La scoraggiante esperienza dei laureati che, per lavorare, devono presentare un profilo più dimesso, meno qualificato, tuttavia, non deve indurre a generalizzazioni. In primo luogo, è una esperienza che, non solo da oggi, riguarda più le donne degli uomini, in base all’idea, condivisa da molti datori di lavoro, che le donne vadano tenute ai gradini più bassi della scala occupazionale. In secondo luogo, riguarda più alcune lauree — giuridiche, psicologiche, letterarie e geo-biologiche — di altre. Si tratta, per altro, di quelle più femminilizzate. In questo caso si può parlare di forme di mismatch, non rispetto ai lavori poco qualificati, ma a quelli qualificati richiesti dal mercato. Anche se la sotto-occupazione dei geologi e dei biologi in un Paese in cui ogni pioggia minaccia un disastro ecologico e in cui ci sono elevati rischi di inquinamento ambientale interroga più la domanda che non l’offerta di lavoro. Interroga più in generale l’insipienza di un Paese che spreca le proprie risorse vivendo
alla giornata senza alcuna preoccupazione per il futuro. Analogamente, lo stato di abbandono e sotto-valorizzazione in cui si trovano i beni culturali suggerisce che ci saranno, forse, troppi laureati in lettere, ma ci sarebbe bisogno di un’iniezione di professionisti di vario tipo per la manutenzione e la valorizzazione del patrimonio artistico. Infine, nonostante dal 2008 il vantaggio si sia ridotto sensibilmente, i laureati continuano a trovare più facilmente lavoro — anche se non sempre aderente alla loro preparazione — dei non laureati e a guadagnare di più nel mediolungo periodo. In altri termini, sono svantaggiati nel mercato del lavoro poco qualificato, dove devono nascondere di avere una laurea. Ma continuano a godere di vantaggi nel mercato del lavoro nel suo complesso, per quanto questo sia asfittico, non molto qualificato e premi più i titoli formali che non le competenze ed esperienze specifiche.
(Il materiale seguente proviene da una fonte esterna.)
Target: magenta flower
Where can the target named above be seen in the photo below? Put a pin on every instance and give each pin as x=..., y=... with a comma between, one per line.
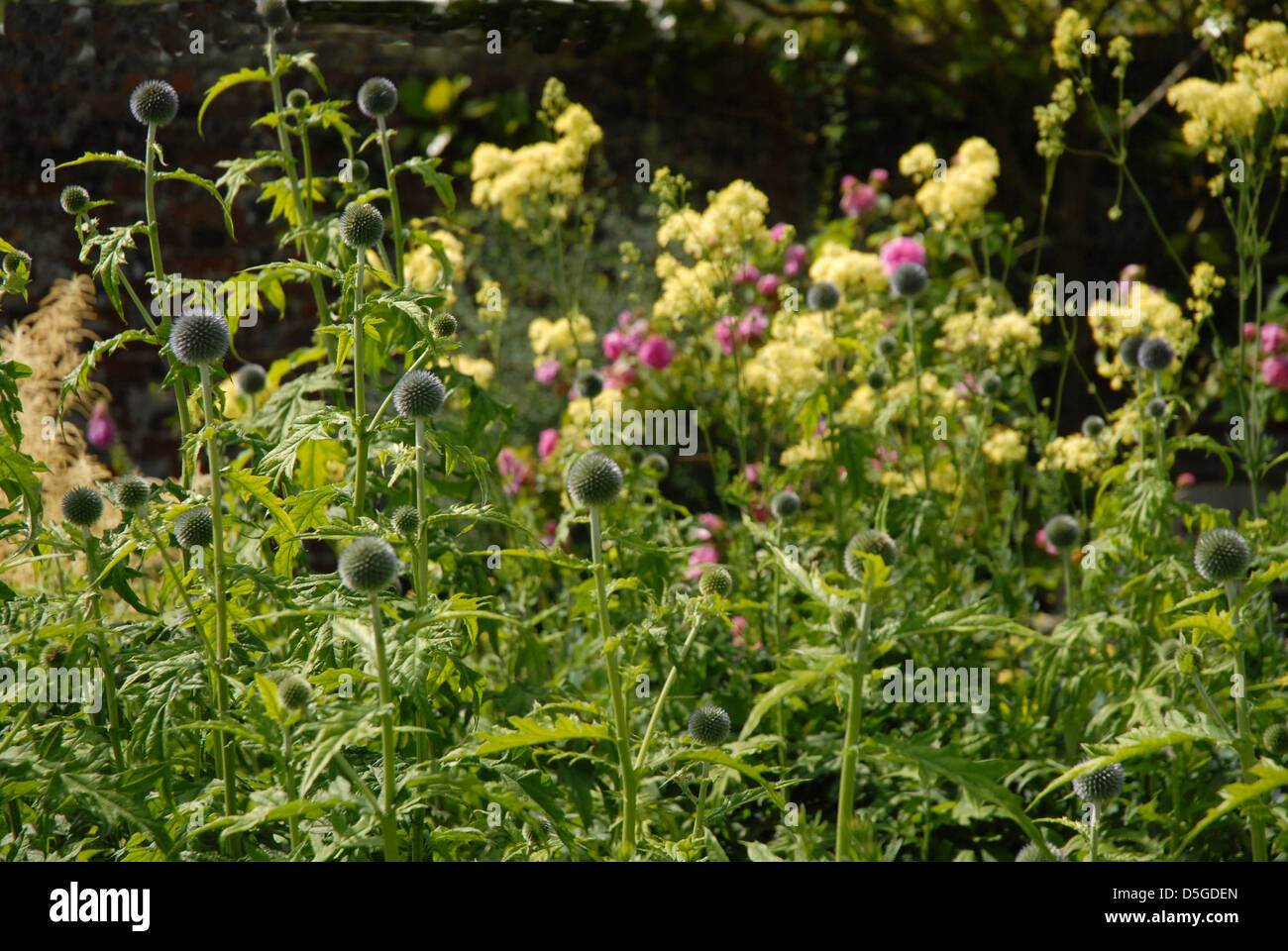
x=1274, y=370
x=657, y=352
x=102, y=429
x=902, y=252
x=546, y=371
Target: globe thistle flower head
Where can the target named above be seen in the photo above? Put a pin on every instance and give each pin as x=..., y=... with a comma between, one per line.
x=909, y=279
x=708, y=724
x=154, y=102
x=716, y=581
x=870, y=541
x=593, y=479
x=194, y=528
x=200, y=339
x=1100, y=787
x=785, y=504
x=73, y=200
x=1155, y=355
x=443, y=326
x=377, y=97
x=589, y=384
x=132, y=492
x=822, y=296
x=82, y=506
x=273, y=13
x=294, y=692
x=419, y=394
x=369, y=565
x=1129, y=351
x=252, y=379
x=361, y=224
x=406, y=521
x=1064, y=532
x=1222, y=555
x=1275, y=740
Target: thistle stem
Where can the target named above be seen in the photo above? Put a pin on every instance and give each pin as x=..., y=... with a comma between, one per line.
x=387, y=819
x=614, y=685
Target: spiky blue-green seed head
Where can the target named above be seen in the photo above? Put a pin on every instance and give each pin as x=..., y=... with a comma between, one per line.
x=194, y=528
x=871, y=541
x=1222, y=555
x=154, y=102
x=252, y=379
x=708, y=724
x=273, y=13
x=406, y=521
x=593, y=480
x=909, y=279
x=1155, y=355
x=200, y=339
x=369, y=565
x=1275, y=740
x=1100, y=787
x=361, y=224
x=82, y=506
x=443, y=326
x=294, y=692
x=1064, y=532
x=75, y=200
x=377, y=97
x=716, y=581
x=822, y=296
x=419, y=394
x=785, y=504
x=132, y=492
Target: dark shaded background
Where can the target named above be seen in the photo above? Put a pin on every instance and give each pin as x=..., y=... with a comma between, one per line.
x=702, y=88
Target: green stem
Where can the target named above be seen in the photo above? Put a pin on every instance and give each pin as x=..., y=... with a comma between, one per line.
x=387, y=818
x=614, y=685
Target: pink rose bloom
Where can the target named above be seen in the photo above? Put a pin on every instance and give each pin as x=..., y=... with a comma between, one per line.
x=657, y=352
x=902, y=252
x=102, y=429
x=858, y=200
x=546, y=372
x=1274, y=370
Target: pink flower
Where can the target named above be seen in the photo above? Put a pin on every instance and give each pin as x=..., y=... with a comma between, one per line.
x=768, y=285
x=902, y=252
x=657, y=352
x=546, y=372
x=1274, y=370
x=1274, y=338
x=102, y=429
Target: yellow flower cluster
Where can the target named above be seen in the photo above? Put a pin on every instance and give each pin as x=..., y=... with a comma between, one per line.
x=1005, y=335
x=1067, y=42
x=1005, y=445
x=957, y=195
x=784, y=371
x=1144, y=312
x=540, y=171
x=853, y=272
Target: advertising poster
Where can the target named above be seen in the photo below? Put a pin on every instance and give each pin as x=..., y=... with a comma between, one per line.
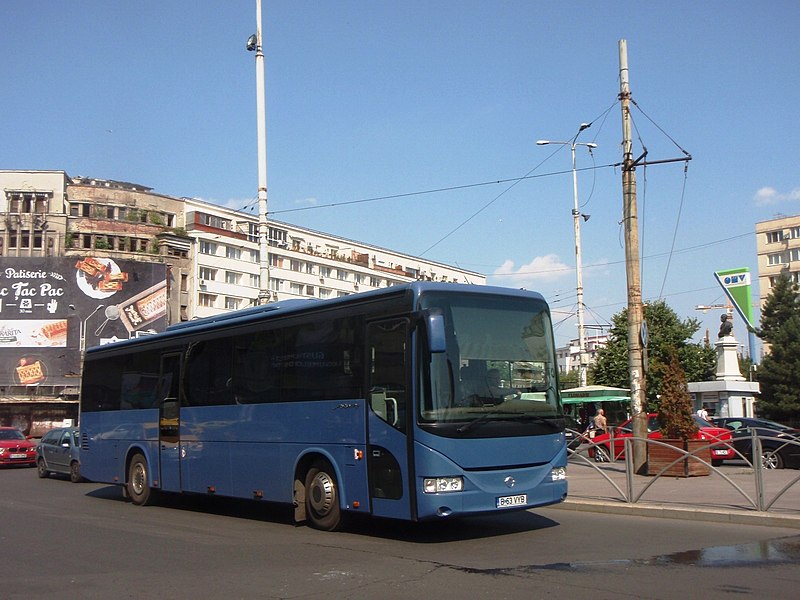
x=52, y=308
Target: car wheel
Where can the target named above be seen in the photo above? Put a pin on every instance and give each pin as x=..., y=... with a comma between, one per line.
x=770, y=459
x=601, y=454
x=138, y=487
x=75, y=472
x=322, y=497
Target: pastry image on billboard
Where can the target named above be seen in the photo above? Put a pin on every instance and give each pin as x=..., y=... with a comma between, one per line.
x=99, y=277
x=144, y=308
x=30, y=371
x=55, y=333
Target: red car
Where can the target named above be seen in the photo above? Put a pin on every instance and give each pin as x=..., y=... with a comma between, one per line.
x=602, y=451
x=15, y=448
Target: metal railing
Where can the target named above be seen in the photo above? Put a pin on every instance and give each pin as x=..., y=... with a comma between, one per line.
x=599, y=455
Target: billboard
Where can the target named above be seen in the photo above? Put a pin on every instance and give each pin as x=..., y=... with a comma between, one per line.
x=52, y=308
x=736, y=283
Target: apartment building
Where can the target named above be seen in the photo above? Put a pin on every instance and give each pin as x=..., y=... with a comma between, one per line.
x=303, y=263
x=777, y=251
x=568, y=357
x=89, y=261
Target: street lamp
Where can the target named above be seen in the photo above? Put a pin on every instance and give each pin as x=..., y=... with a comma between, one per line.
x=576, y=217
x=254, y=45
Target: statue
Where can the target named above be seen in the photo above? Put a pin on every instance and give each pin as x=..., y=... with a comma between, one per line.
x=726, y=327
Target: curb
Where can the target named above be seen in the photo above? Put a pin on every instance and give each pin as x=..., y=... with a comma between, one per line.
x=644, y=509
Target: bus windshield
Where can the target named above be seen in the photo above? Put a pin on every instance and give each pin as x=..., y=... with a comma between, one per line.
x=498, y=368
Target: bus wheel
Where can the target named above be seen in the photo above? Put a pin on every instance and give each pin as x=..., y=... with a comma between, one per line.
x=322, y=497
x=137, y=486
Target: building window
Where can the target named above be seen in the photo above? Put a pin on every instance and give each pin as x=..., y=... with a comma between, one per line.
x=774, y=236
x=208, y=247
x=207, y=300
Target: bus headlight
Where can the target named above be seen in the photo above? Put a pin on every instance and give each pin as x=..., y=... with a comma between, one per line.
x=438, y=485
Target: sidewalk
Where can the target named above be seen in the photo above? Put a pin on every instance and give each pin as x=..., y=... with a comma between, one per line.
x=710, y=498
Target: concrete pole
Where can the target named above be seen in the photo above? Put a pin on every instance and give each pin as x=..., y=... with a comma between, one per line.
x=263, y=228
x=632, y=270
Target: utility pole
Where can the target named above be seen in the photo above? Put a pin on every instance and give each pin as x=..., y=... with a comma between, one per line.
x=630, y=223
x=254, y=44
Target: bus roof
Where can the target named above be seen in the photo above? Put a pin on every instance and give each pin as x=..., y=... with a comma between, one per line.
x=297, y=306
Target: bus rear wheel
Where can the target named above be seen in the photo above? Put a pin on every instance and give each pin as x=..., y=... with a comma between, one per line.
x=138, y=488
x=322, y=497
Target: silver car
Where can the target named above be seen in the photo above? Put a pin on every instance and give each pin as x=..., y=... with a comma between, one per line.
x=59, y=452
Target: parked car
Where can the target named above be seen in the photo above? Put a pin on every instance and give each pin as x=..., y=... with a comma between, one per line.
x=15, y=448
x=59, y=452
x=780, y=444
x=719, y=452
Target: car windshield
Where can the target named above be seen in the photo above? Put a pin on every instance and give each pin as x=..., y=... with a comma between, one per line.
x=499, y=365
x=770, y=424
x=11, y=434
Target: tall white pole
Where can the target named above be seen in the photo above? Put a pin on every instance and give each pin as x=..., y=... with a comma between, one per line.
x=576, y=215
x=263, y=228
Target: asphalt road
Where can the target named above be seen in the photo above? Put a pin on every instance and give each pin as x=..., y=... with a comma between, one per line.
x=64, y=540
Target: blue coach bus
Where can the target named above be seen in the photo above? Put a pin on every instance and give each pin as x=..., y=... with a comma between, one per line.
x=416, y=402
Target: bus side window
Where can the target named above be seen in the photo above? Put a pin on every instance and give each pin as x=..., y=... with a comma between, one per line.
x=387, y=371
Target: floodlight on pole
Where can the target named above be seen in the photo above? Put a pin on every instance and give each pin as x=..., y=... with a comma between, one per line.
x=576, y=219
x=254, y=45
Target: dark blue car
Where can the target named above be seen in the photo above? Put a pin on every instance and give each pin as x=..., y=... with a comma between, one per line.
x=780, y=444
x=59, y=452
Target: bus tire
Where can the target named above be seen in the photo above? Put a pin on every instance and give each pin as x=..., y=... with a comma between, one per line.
x=75, y=472
x=322, y=497
x=138, y=488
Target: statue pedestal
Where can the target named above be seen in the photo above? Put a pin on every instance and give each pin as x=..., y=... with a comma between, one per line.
x=728, y=360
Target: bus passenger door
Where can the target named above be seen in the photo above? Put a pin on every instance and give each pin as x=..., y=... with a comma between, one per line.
x=169, y=422
x=388, y=457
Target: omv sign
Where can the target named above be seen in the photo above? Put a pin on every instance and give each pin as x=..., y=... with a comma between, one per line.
x=736, y=279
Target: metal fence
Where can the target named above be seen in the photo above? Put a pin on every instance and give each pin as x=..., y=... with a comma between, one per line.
x=598, y=470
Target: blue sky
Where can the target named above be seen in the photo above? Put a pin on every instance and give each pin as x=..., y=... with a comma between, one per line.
x=370, y=98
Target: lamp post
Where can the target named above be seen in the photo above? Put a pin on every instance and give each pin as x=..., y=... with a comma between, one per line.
x=254, y=45
x=576, y=218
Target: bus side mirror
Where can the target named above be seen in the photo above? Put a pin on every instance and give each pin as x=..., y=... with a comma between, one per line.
x=434, y=324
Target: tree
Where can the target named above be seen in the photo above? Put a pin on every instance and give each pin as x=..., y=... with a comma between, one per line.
x=667, y=334
x=675, y=405
x=779, y=372
x=781, y=304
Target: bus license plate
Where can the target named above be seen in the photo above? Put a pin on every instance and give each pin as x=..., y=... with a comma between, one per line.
x=507, y=501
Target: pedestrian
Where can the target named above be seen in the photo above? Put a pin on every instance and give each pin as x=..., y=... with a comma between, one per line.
x=600, y=422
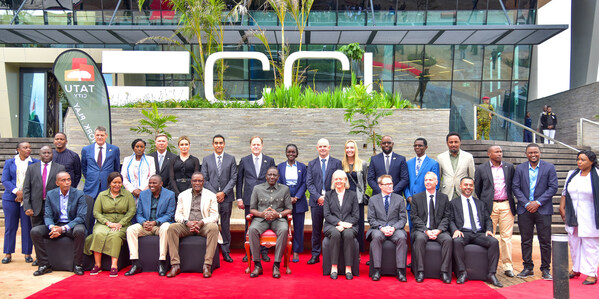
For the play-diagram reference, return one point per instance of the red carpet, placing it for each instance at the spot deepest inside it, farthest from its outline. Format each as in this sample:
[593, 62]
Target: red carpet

È certo umiliante dover nascondere di aver studiato per poter fare un lavoro che non richiede qualifiche. Mi sembra tuttavia più scoraggiante doversi adattare a fare lavori poco qualificati nonostante anni di impegno nello studio. Non si tratta di essere choosy, ma di non sprecare risorse individuali, e anche collettive. Tanto più che in Italia, Paese in cui l’origine tende anche a diventare un destino, avere un curriculum professionale non standard, non “coerente”, non è considerato un possibile vantaggio, il segno di capacità di iniziativa, di ricerca di autonomia, di voglia di apprendimento extracurriculare. Al contrario, dopo aver dovuto nascondere di avere una laurea per essere assunto come operaio o addetto ad un call center, ci si può trovare nella necessità di dover nascondere di aver fatto questi lavori per poter essere presi in considerazione per un lavoro “da laureato”.